C'est une coïncidence que ses protégées rappellent l'une des couleurs du drapeau jaune et bleu ukrainien, assure cette femme qui approche les 70 ans. "Mais j'aime bien, cela fait honneur à l'Ukraine", lance-t-elle.
Depuis l'invasion de l'Ukraine par la Russie le 24 février, la population de la ville de Vynnyky s'est évaporée. Nombre de mères et d'enfants ont fui à l'étranger, laissant les hommes chercher du travail ou attendre d'être mobilisés dans l'armée.
"Les gens sont inquiets", explique Ivanna. Mais le printemps n'attend pas, et le jardin qu'elle a hérité de son arrière grand-mère est en fleurs.
La plupart des jours, elle coupe quelques narcisses, les trempe dans un sceau d'eau et se rend en ville pour les vendre.
Les couleurs du drapeau ukrainien, représentant le bleu du ciel et le jaune d'un champ de blé, sont omniprésentes à Lviv, grande ville de l'Ouest du pays. Elles sont sur les voitures, sur des raviolis ou des gâteaux "patriotiques" dans les restaurants ou encore sur les bouquets de fleurs.
Dans le centre-ville, deux femmes dans de longs manteaux apportent des bouquets de grandes marguerites safran et indigo à des funérailles militaires très suivies à la cathédrale locale.
Parmi les dizaines d'hommes et de femmes marchant en silence derrière le corbillard, un militaire tient dans son poing des tulipes des deux couleurs.
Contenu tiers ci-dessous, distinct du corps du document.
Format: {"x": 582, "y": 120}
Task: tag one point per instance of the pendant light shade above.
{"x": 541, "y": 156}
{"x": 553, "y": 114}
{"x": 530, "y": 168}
A la gare, un soldat de 22 ans attend impatiemment avec ses 101 tulipes jaunes enroulées d'une bande bleue, destinées à sa bien-aimée, qu'il n'a pas vue depuis deux mois et qui doit arriver de l'Est.
- "Du positif" -
Olga Fityo-Styslo vend deux types de jonquilles au marché aux fleurs: les unes avec leurs couleur naturelles, d'autres avec une teinture bleu marine.
"Il y a une guerre en cours, et la couleur du drapeau est jaune et bleu", rappelle-t-elle. "Puisqu'il n'y a pas de fleurs bleues au début du printemps, j'ai décidé de donner un coup de main à la nature".
Cette femme de 55 ans, qui vend des fleurs au marché depuis 1996, raconte avoir arrêté de travailler pendant quelques jours lorsque la guerre a éclaté.
Lorsqu'elle est revenue début mars, elle a été surprise de trouver autant de clients. De nombreux réfugiés ont rejoint Lviv, relativement épargnée, souvent avec très peu de possessions.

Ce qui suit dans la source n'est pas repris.